Figure 1. Bone marrow core biopsy. (a) Infiltration by large sheets of histiocytes, with abundant foamy or eosinophilic cytoplasm (H&E staining). A few Touton cells were also observed (arrows). (b) All histiocytes were intensely CD163+. (c) None of the cells were stained with anti-CD1a antibody (original magnification × 200).

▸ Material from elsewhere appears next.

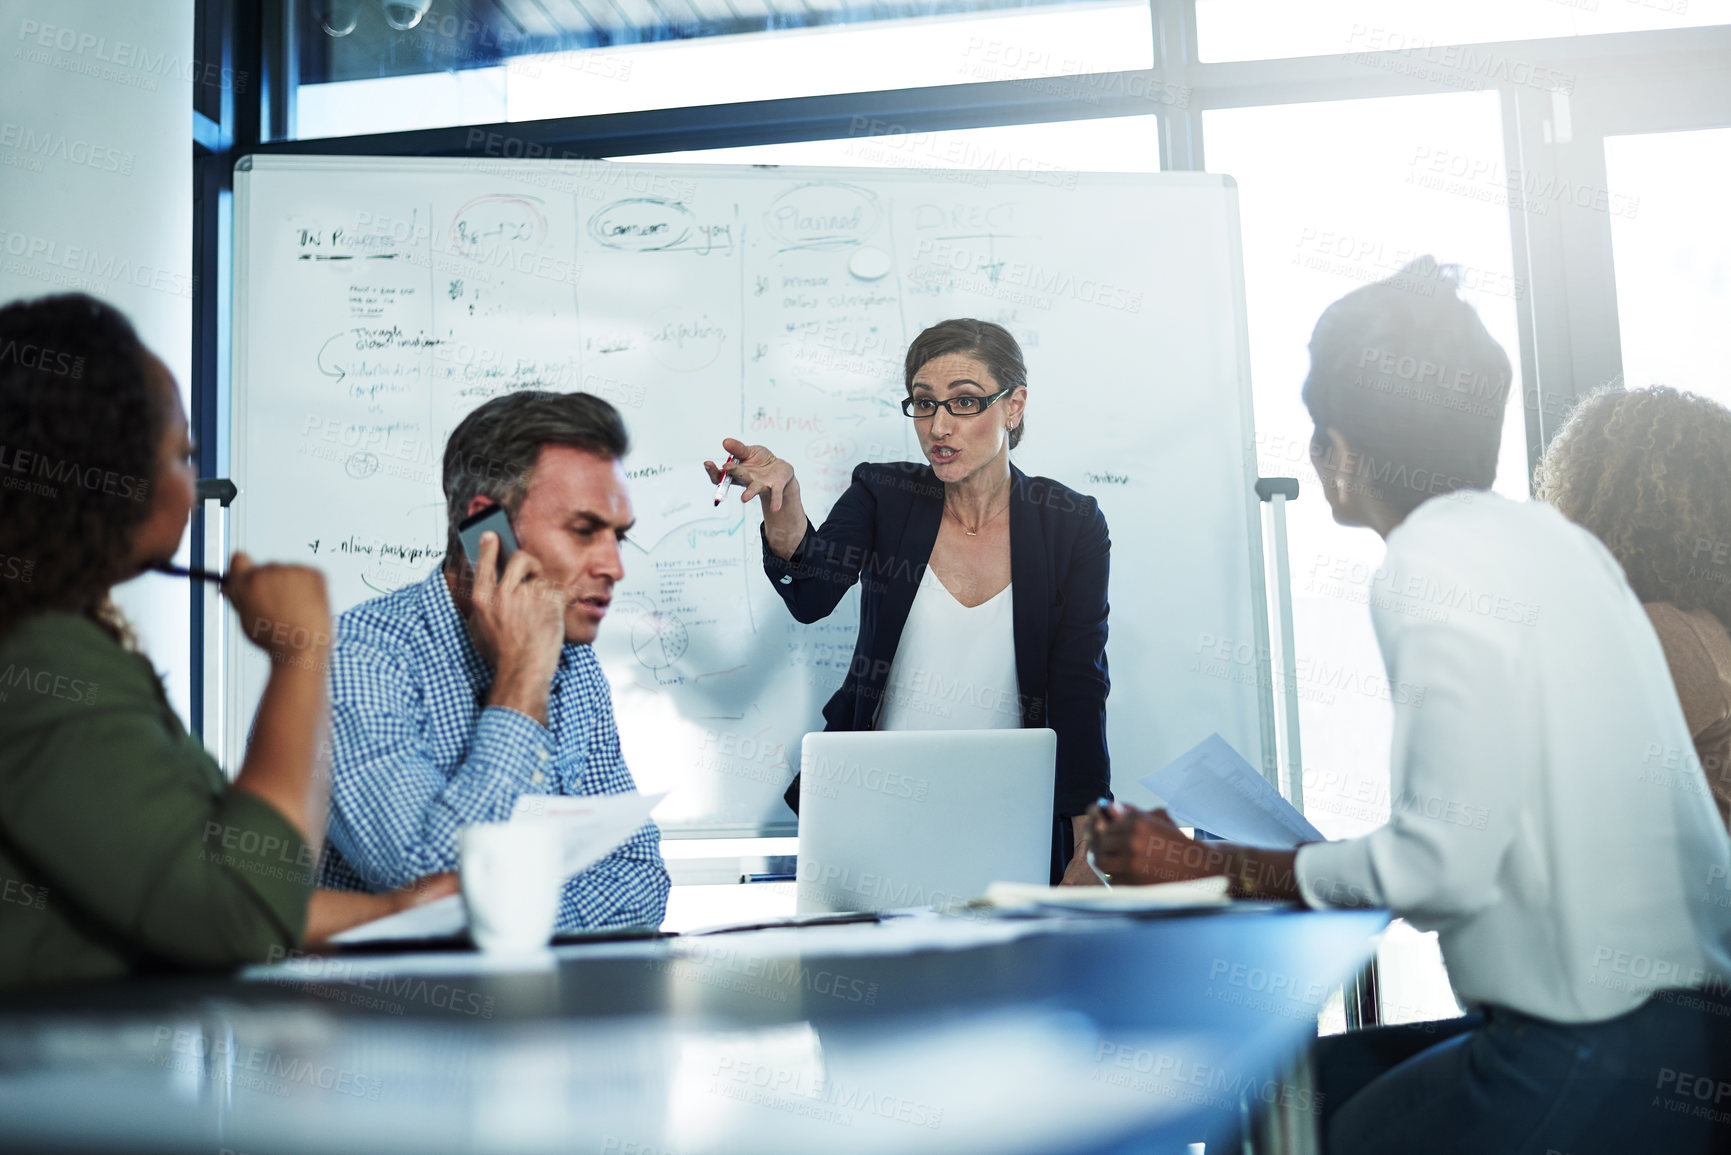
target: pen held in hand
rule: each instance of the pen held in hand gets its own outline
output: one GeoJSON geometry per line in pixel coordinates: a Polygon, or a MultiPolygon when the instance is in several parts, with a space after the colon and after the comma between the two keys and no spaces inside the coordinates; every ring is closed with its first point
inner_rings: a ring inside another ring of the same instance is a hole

Figure 2. 18 F-FDG-PET-CT findings. Maximum intensity projection images of whole-body PET. (a) December 2017, at the time of initiation of trametinib. Diffuse bone marrow uptake, with focal hypermetabolic lesions in the axial and appendicular (especially in femurs) skeleton; diffuse homogeneous hypermetabolism in the spleen. (b) September 2018, under trametinib 1.5 mg/day. Decreased FDG uptake in the axial skeleton with extension of diffuse uptake in femurs, with a few focal lesions; decreased uptake in the spleen. (c) March 2019, at the time of initiation of cobimetinib. Diffuse intense hypermetabolism in the skeleton, with extension in peripheral bones; heterogeneous hypermetabolic uptake in the liver, intense hypermetabolism of the right colon and mild uptake of mesenteric infiltration; abundant non-hypermetabolic ascites. (d) November 2021, under cobimetinib 40 mg/day. Resolution of previous hypermetabolic lesions in the bone marrow, colon, and mesentery denoting a complete metabolic response. 18 F-FDG-PET-CT: 18 F-fluorodeoxyglucose positron emission tomography-computed tomography.
Figure 3. MAP2K1 E102-I103 deletion at the DNA level in the peripheral blood under MEK inhibitor treatment. The treatment regimen is shown at the bottom. Trametinib was transiently interrupted (diagonal stripes rectangle), each time because of LVEF decrease, and ultimately stopped (red rectangle) in the face of severe progression of the disease. The patient was then switched to cobimetinib. The data are expressed in terms of variant allelic frequency (VAF %). MEK inhibitor doses are in mg. VAF: variant allele frequency; Tmb: trametinib; Cmb: cobimetinib; LVEF: left ventricular ejection fraction.